Ein seltsam aktuelles
Buch, das die Spätantike mit der Epoche des zweiten Vatikanums und
noch mehr mit heute verbindet
Es gibt Bücher, die zu einem bestimmten Zeitpunkt wie gerufen - oder
wohl eher: wie plötzlich aufgeschlagen - erscheinen. Das letzte, 1971
postum erschienene Buch von Stefan Andres (1906-1970), einem
Erfolgsautor der 1950er- und 1960er-Jahre widerspiegelt die lebenslange
Auseinandersetzung eines Exnovizen mit Kirche und kirchlichen Lehren.
Ich habe zufällig am 10. Februar 2013 begonnen, diesen historischen
Roman zu lesen, einen Tag vor der Ankündigung von Papst
Benedikt XVI., drei Wochen später zurückzutreten, und einige Tage
nach dem Aufflammen von fundamentalistischen Hasstiraden gegen koptische
Christen im ägyptischen Alexandria.
Auch das geschichtlich genau recherchierte Werk "Die Versuchung des
Synesios" beginnt in Ägypten. Prisca, die Witwe des Synesios, zieht nach
dessen Tod um 415 n.Chr. nach Alexandria zu ihrem Schwager, dem
Stadtpräfekten. Hier erlebt sie zufällig, wie christliche Fanatiker
Hypatia, die Lehrerin und Ratgeberin ihres Mannes, eine Philosophin der
vorchristlich-platonischen Tradition, ermorden. Rückblickend erzählt sie
Synesios' Leben seit der Zeit, als sie ihn in Alexandria kennenlernte.
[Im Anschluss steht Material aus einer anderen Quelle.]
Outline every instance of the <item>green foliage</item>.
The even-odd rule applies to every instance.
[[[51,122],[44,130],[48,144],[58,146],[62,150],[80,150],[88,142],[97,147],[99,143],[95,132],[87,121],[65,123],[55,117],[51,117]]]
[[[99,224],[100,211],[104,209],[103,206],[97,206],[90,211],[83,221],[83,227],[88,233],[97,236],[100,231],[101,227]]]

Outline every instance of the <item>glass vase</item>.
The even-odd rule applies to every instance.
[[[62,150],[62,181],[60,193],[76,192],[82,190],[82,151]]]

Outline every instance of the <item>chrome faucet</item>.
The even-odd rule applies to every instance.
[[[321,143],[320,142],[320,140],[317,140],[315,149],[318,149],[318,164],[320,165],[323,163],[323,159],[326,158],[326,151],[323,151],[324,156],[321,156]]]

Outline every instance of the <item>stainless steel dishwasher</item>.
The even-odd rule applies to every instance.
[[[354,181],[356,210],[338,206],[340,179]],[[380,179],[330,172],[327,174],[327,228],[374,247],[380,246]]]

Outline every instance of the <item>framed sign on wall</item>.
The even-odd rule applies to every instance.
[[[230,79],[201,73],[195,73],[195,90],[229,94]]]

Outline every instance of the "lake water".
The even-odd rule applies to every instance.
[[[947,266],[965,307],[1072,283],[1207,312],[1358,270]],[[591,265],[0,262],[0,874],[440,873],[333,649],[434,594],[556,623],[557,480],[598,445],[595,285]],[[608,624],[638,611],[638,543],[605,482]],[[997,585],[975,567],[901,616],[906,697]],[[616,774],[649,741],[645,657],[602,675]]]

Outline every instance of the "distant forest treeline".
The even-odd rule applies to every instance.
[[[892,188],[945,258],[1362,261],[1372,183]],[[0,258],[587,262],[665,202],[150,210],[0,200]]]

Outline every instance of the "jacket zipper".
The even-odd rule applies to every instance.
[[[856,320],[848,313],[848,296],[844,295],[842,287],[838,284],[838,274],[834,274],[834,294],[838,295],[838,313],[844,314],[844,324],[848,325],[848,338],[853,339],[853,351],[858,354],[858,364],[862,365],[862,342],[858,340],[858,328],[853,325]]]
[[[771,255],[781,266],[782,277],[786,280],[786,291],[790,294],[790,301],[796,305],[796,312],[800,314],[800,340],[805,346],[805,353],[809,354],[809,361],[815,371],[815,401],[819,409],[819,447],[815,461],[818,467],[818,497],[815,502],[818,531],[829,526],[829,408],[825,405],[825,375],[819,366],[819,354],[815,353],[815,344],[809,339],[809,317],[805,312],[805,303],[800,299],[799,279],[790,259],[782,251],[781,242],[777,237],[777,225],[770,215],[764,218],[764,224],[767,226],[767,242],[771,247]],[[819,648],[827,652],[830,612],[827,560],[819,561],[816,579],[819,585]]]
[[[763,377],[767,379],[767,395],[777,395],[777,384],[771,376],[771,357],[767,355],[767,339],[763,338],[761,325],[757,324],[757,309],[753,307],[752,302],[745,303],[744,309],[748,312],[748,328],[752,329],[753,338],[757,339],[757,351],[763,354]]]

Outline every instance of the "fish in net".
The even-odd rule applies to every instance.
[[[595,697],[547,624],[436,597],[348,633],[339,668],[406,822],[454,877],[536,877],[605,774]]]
Nach der Heirat lebt das Paar idyllisch und zurückgezogen auf einem
Gutshof, den Synesios' Großvater Doros gegründet hat, unweit von
Ptolemais, einer Stadt östlich von Bengasi im heutigen Libyen. Sie
selbst stammt aus Leptis Magna im westlichen, lateinischsprachigen Teil
des untergehenden Römischen Reiches. (Auch diese Stadt liegt im heutigen
Libyen.)
Als berühmter und wortgewandter Gelehrter wird Synesios ersucht, eine
Gesandtschaft zum kaiserlichen Hof in Konstantinopel anzuführen, um dort
Steuererleichterungen zu erbitten. Während seiner mehrmonatigen
Abwesenheit bemerkt Prisca, dass sich nächtens unbekannte Eindringlinge
am Hof herumtreiben; jemand vergiftet die Hunde, und Synesios' Bruder
Euoptios versucht, Prisca zu verführen. Als endlich Synesios auf den
Doroshof zurückkehrt, setzt er einen neuen Verwalter, den Juden
Leonidas, ein. Ein weiterer Mitarbeiter ist Zoroastrier aus Persien. Das
multireligiöse "Führungsteam" des Hofes - Synesios ist ungetauft,
Prisca seit ihrer Geburt Christin - stößt auch beim Hauspriester
Zosimos auf Widerstand und Unverständnis. Mit Prisca zieht Synesios in
die Stadt Kyrene, um wieder in der Öffentlichkeit zu leben. Nach einer
Konfrontation mit dem machtlüsternen und korrupten kaiserlichen General
Andronikos kehren die beiden mit ihren Kindern auf den Doroshof zurück.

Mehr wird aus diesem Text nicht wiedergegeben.